Telephone operator Verizon Communications Inc posted a smaller quarterly profit and wireless subscriber growth slowed more dramatically than Wall Street analysts' already low expectations.

Verizon shares fell 1.2 percent in premarket trading as analysts worried about the company's prospects for growth in wireless, on which it has been depending to offset declines in its traditional home telephone business.

Verizon said its Verizon Wireless venture with Vodafone Group Plc added only 423,000 postpaid customers -- subscribers who are seen as the most valuable because they pay monthly bills and commit to long-term contracts.

This was well below the average expectation for 582,000 postpaid additions from five analysts contacted by Reuters. The estimates ranged from 480,000 to 725,000.

Expectations for postpaid were already low but they weren't low enough.
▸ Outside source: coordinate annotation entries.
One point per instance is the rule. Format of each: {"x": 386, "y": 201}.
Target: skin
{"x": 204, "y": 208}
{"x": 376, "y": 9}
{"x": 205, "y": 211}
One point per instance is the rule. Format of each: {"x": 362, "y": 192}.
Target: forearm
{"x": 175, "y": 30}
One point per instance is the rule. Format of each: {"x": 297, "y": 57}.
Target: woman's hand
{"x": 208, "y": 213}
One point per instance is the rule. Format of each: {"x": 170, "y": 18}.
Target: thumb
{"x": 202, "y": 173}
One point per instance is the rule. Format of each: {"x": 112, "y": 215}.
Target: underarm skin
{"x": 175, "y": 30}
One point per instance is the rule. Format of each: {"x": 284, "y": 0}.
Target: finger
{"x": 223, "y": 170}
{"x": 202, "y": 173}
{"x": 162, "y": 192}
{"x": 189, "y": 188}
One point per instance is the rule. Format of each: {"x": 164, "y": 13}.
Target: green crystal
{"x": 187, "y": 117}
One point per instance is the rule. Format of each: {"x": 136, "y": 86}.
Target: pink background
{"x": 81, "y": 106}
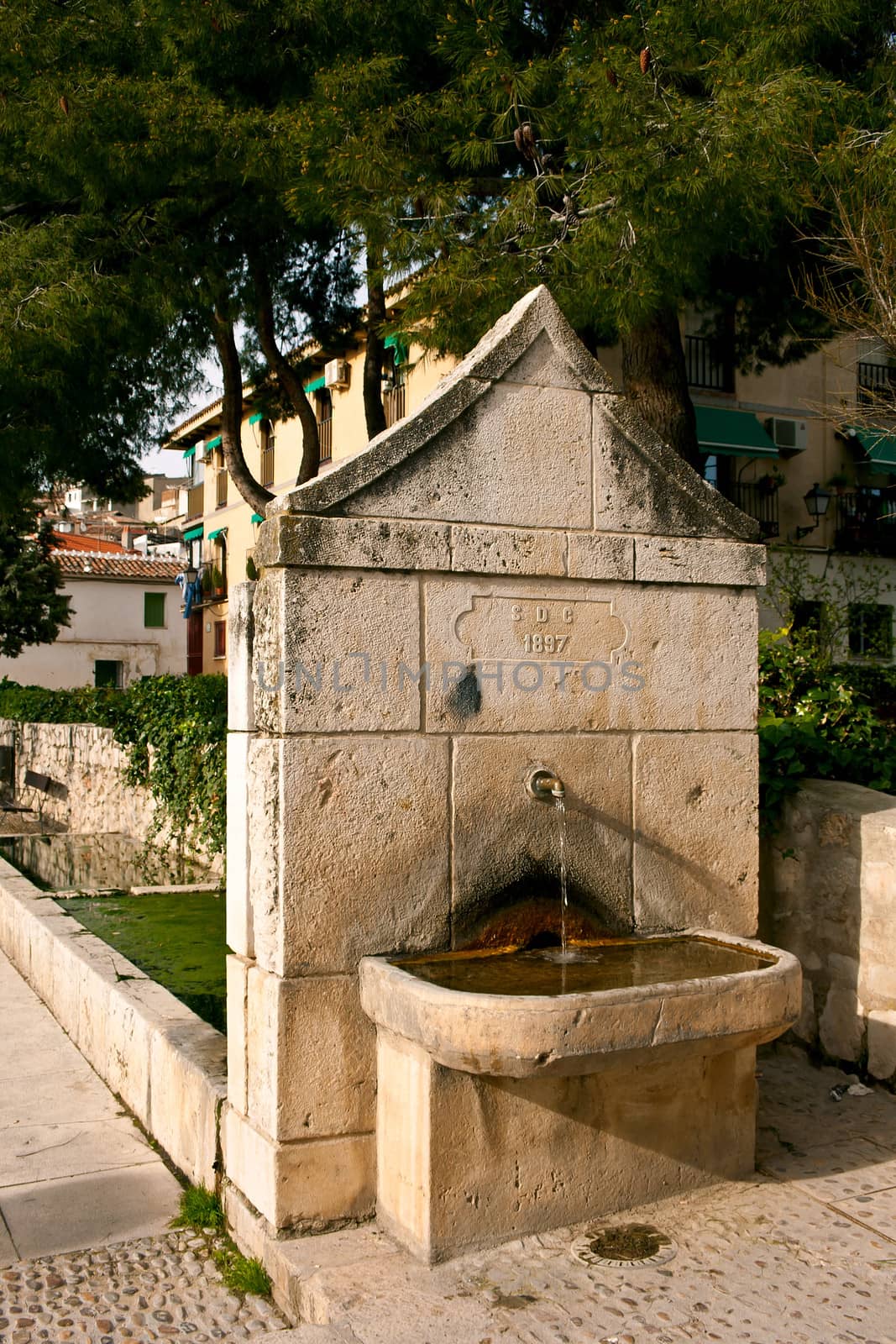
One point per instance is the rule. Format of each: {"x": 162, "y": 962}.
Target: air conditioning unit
{"x": 786, "y": 434}
{"x": 336, "y": 373}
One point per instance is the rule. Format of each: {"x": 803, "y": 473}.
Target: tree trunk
{"x": 288, "y": 380}
{"x": 231, "y": 425}
{"x": 374, "y": 412}
{"x": 656, "y": 380}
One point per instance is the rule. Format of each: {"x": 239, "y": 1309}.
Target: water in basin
{"x": 609, "y": 964}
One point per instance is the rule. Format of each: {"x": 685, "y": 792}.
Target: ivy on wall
{"x": 175, "y": 732}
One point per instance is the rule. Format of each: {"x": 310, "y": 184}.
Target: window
{"x": 221, "y": 483}
{"x": 808, "y": 616}
{"x": 268, "y": 454}
{"x": 324, "y": 412}
{"x": 155, "y": 611}
{"x": 871, "y": 631}
{"x": 107, "y": 672}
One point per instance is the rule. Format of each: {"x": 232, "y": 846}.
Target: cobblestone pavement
{"x": 159, "y": 1288}
{"x": 805, "y": 1253}
{"x": 802, "y": 1254}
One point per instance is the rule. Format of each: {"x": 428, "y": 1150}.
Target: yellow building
{"x": 768, "y": 441}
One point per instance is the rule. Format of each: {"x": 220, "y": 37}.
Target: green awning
{"x": 399, "y": 346}
{"x": 732, "y": 433}
{"x": 878, "y": 445}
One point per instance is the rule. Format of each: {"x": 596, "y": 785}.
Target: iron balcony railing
{"x": 705, "y": 366}
{"x": 394, "y": 403}
{"x": 759, "y": 501}
{"x": 867, "y": 523}
{"x": 876, "y": 383}
{"x": 325, "y": 438}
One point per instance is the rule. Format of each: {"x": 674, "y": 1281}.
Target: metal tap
{"x": 546, "y": 786}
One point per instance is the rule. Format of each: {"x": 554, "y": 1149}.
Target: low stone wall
{"x": 828, "y": 894}
{"x": 160, "y": 1058}
{"x": 86, "y": 768}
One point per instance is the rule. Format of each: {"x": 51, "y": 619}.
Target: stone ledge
{"x": 160, "y": 1058}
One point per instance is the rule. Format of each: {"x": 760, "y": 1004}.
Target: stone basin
{"x": 712, "y": 992}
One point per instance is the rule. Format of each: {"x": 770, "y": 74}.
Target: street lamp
{"x": 817, "y": 501}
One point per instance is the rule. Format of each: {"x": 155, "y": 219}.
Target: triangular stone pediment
{"x": 527, "y": 432}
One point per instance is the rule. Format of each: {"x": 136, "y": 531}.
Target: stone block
{"x": 465, "y": 1162}
{"x": 188, "y": 1086}
{"x": 595, "y": 555}
{"x": 685, "y": 559}
{"x": 642, "y": 486}
{"x": 312, "y": 1068}
{"x": 842, "y": 1025}
{"x": 506, "y": 842}
{"x": 882, "y": 1043}
{"x": 547, "y": 655}
{"x": 239, "y": 911}
{"x": 241, "y": 712}
{"x": 237, "y": 1032}
{"x": 349, "y": 850}
{"x": 300, "y": 1186}
{"x": 354, "y": 543}
{"x": 329, "y": 645}
{"x": 506, "y": 550}
{"x": 696, "y": 850}
{"x": 481, "y": 470}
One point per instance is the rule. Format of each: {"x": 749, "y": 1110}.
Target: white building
{"x": 125, "y": 624}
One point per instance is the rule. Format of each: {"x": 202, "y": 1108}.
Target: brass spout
{"x": 544, "y": 786}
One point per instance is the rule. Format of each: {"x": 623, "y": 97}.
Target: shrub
{"x": 175, "y": 732}
{"x": 815, "y": 721}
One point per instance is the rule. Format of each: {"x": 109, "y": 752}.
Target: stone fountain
{"x": 519, "y": 578}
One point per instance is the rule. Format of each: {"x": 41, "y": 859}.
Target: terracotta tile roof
{"x": 80, "y": 542}
{"x": 117, "y": 568}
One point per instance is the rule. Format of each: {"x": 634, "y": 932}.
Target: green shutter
{"x": 154, "y": 611}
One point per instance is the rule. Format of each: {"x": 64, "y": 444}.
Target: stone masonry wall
{"x": 582, "y": 601}
{"x": 828, "y": 894}
{"x": 86, "y": 768}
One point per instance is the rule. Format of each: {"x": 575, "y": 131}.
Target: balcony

The postpaid pool has just about dried up, said Bernstein analyst Craig Moffett.

It certainly raises profound strategic questions of where you go for growth in this industry, he said.

On Wednesday, Verizon's biggest rival AT&T Inc had reported postpaid additions of 512,000, which was also sharply below previous growth.

Verizon's first-quarter profit fell to $2.28 billion, or 14 cents per share, from $3.21 billion, or 58 cents per share, in the same quarter last year.

The latest quarter included a hefty charge of 42 cents per share, most of which came from a non-cash charge related to U.S. healthcare reform laws. Verizon said earlier this month it would take such a charge.

Piper Jaffray analyst Christopher Larsen said that while subscriber growth was disappointing, it helped Verizon's wireless profits because it meant a reduction in the costs such as phone subsidies that Verizon incurs for adding new customers.

Larsen said the slowdown in subscribers means the company would have to push more than ever to expand the revenue it receives from each customer.

Expect topline growth to slow but this isn't going to go to a zero growth business, he said.

Revenue rose 1.2 percent to $26.92 billion, compared with analysts' expectations for $26.94 billion, according to Thomson Reuters I/B/E/S.